In order to investigate whether participants that adhere to current dietary guidelines have a higher flavanol intake, we divided participants into quartiles based on fruit and vegetable intake and diet quality assessed as aHEI score (Table 2). Participants in the top quartile of fruit and vegetable intake met and often surpassed the 5 servings per day recommendation by the Dietary Guidelines for Americans.9 Similarly, participants in the top quartile of aHEI showed scores between 58% to 93% of maximal score, suggesting that participants in the highest quartile of aHEI presented high adherence to a healthy dietary pattern.

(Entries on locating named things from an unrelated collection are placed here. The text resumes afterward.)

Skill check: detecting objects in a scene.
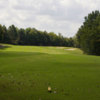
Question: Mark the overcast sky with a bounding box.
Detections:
[0,0,100,37]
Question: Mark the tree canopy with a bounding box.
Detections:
[76,11,100,55]
[0,25,73,46]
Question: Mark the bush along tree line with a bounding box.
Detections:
[76,11,100,55]
[0,25,74,47]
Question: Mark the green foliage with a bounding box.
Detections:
[0,25,73,47]
[76,11,100,55]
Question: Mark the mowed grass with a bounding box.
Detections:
[0,45,100,100]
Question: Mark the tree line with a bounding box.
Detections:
[0,10,100,55]
[0,25,74,47]
[76,10,100,55]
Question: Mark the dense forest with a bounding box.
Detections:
[0,25,74,47]
[76,11,100,55]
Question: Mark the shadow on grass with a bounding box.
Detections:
[0,51,47,57]
[0,44,10,50]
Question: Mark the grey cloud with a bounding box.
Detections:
[0,0,100,36]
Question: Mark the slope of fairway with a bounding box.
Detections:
[0,45,100,100]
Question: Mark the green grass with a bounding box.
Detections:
[0,45,100,100]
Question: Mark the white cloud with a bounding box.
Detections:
[0,0,100,36]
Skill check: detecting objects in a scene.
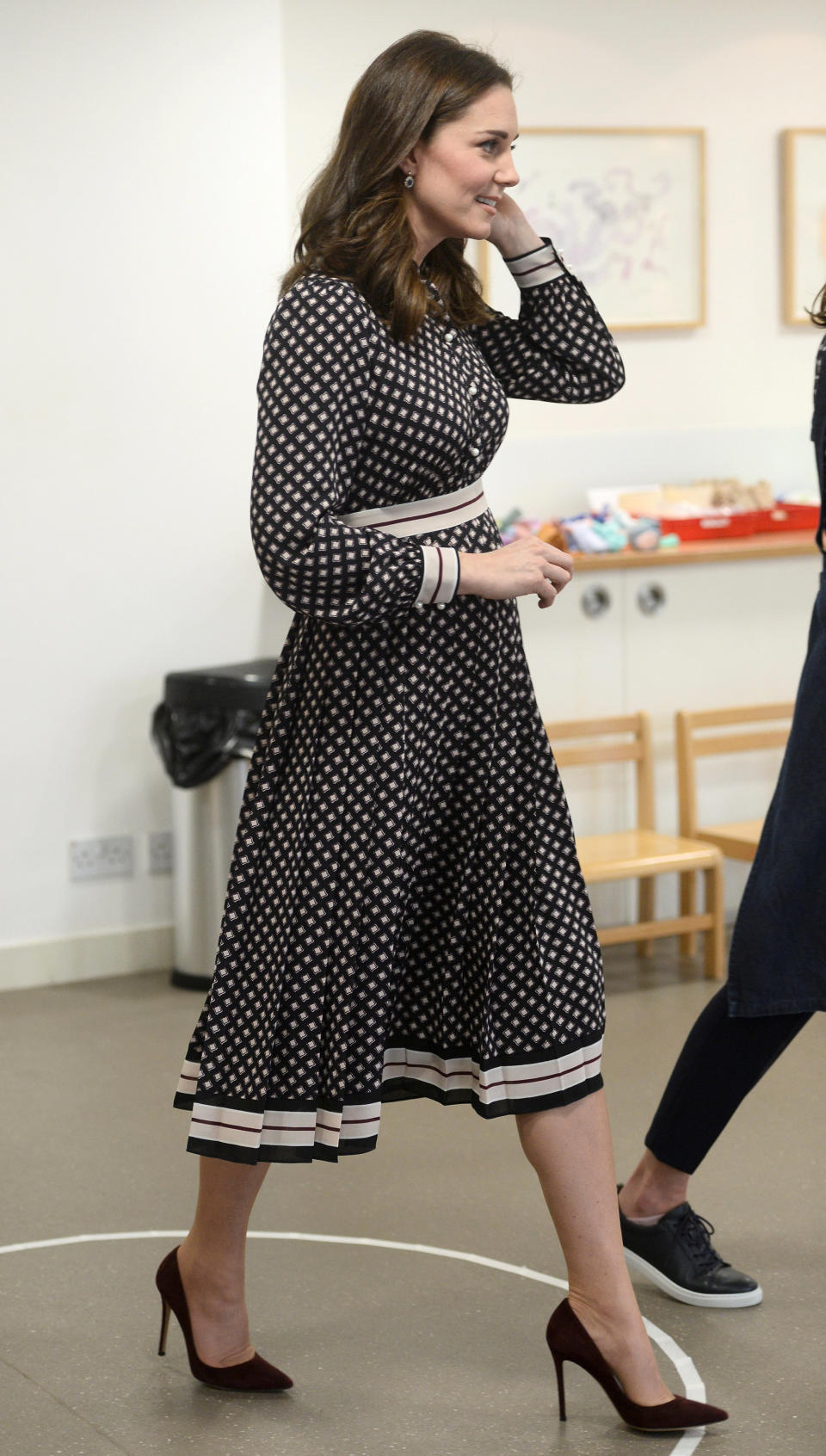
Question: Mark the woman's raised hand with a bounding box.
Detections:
[458,536,574,608]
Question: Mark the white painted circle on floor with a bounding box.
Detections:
[0,1229,705,1456]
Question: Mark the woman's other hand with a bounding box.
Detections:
[458,536,574,608]
[488,194,545,257]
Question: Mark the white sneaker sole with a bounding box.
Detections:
[625,1249,763,1309]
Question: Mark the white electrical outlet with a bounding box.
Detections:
[147,829,175,875]
[69,835,135,879]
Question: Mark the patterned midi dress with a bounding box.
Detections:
[175,244,624,1163]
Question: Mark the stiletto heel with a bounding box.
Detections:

However, despite meeting these recommendations and following a healthy dietary pattern, only 21% of participants consumed at least 500 mg day−1 of flavanols (Table 2). These figures were not substantially higher than the 19.2% of participants with a flavanol intake of at least 500 mg day−1 determined for the entire COSMOS cohort (Table 1). As tea can be an important source of flavanols,33 we also included tea in our analyses. COSMOS participants reported relatively low tea consumption, with over one-third reporting no intake. There was no significant difference in the proportion of participants meeting the 500 mg day−1 flavanol threshold between high and low tea consumers (Table 2).

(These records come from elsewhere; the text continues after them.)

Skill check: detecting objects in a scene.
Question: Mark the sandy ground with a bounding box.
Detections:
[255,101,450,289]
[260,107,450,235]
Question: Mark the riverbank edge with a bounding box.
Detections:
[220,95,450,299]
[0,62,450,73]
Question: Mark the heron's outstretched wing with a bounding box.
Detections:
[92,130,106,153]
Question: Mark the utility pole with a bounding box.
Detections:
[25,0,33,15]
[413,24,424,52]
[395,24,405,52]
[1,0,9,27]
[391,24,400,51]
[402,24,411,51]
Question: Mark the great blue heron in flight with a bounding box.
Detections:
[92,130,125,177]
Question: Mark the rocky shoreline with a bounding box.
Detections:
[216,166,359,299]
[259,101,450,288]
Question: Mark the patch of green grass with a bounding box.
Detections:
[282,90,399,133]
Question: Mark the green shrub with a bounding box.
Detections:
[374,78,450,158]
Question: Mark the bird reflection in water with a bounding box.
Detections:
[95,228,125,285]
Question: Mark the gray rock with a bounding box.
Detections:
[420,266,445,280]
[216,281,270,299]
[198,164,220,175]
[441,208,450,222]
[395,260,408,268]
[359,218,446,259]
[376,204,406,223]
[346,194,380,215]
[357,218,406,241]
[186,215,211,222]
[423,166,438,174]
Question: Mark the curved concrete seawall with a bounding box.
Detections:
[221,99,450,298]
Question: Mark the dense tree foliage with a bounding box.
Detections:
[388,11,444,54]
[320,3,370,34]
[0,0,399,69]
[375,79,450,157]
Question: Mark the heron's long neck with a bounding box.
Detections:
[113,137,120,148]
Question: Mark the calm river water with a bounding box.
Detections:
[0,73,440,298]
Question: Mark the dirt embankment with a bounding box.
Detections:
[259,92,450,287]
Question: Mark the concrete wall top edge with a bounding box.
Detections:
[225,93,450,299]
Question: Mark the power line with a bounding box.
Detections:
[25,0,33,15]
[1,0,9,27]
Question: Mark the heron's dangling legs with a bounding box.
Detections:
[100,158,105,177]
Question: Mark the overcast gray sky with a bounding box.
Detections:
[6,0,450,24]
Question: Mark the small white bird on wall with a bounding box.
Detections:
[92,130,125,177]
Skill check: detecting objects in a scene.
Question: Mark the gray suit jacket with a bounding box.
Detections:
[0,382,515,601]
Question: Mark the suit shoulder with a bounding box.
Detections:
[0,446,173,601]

Table 2 Number of COSMOSb participants meeting a biomarker-estimated flavanol intake of at least 500 mg day−1 across different quartiles of fruit and vegetable intake, tea intake and diet quality. Data are shown as mean ± SD
Dietary assessment Quartile 1 Quartile 2 Quartile 3 Quartile 4 pa
a Test for difference is between quartiles was determined by ANOVA except for aHEI that was determined using a bootstrapping approach with meta-regression of results. Differences were determined using meta-regression analyses.b COocoa supplement and multivitamin outcomes study.c Almost 50% of COSMOS participants did not consume any tea and a division into quartiles was therefore not possible and data presented correspond to top and bottom half of the population.d aHEI: alternative healthy eating Index.e Fewer than 1% of participants reported unrealistically high fruit and vegetable intake (99th percentile: 8, 11 and 18 servings per day of fruits, vegetables and fruit and vegetables).
Fruit & vegetable intake (serving per day) 0.1–3.4 3.5–5 5–7.1 7.1–121e  
COSMOS participants (n) 1549 1547 1548 1548  
Age (years) 69.8 ± 5.9 70.5 ± 5.9 71.6 ± 6.4 72.2 ± 6.7 <0.001
Male (n) 831 (54%) 770 (50%) 704 (46%) 632 (41%) <0.001
Participants meeting a biomarker-estimated flavanol intake of at least 500 mg day−1 (n) 265 (17%) 298 (19%) 297 (19%) 322 (21%) 0.075
Fruit intake (serving per day) 0–1.1 1.1–1.9 1.9–2.9 2.9–36.1e  
COSMOS participants (n) 1554 1553 1539 1548  
Age (years) 69.7 ± 5.7 70.7 ± 6.1 71.4 ± 6.2 72.32 ± 6.9 <0.001
Male (n) 818 (53%) 740 (48%) 707 (46%) 674 (44%) <0.001
Participants meeting a biomarker-estimated flavanol intake of at least 500 mg day−1 (n) 267 (17%) 301 (19%) 308 (20%) 306 (20%) 0.167
Vegetable intake (serving per day) 0–1.9 1.9–2.9 2.9–4.3 4.3–85.1e  
COSMOS participants (n) 1553 1555 1550 1552  
Age (years) 70.2 ± 6.2 70.4 ± 6.0 71.6 ± 6.4 71.9 ± 6.4 <0.001
Male (n) 845 (54%) 800 (51%) 684 (44%) 621 (40%) <0.001
Participants meeting a biomarker-estimated flavanol intake of at least 500 mg day−1 (n) 287 (19%) 300 (19%) 297 (19%) 305 (20%) 0.868
Tea intake (servings per day)c 0–0.1 (bottom half) 0.1–14 (top half)      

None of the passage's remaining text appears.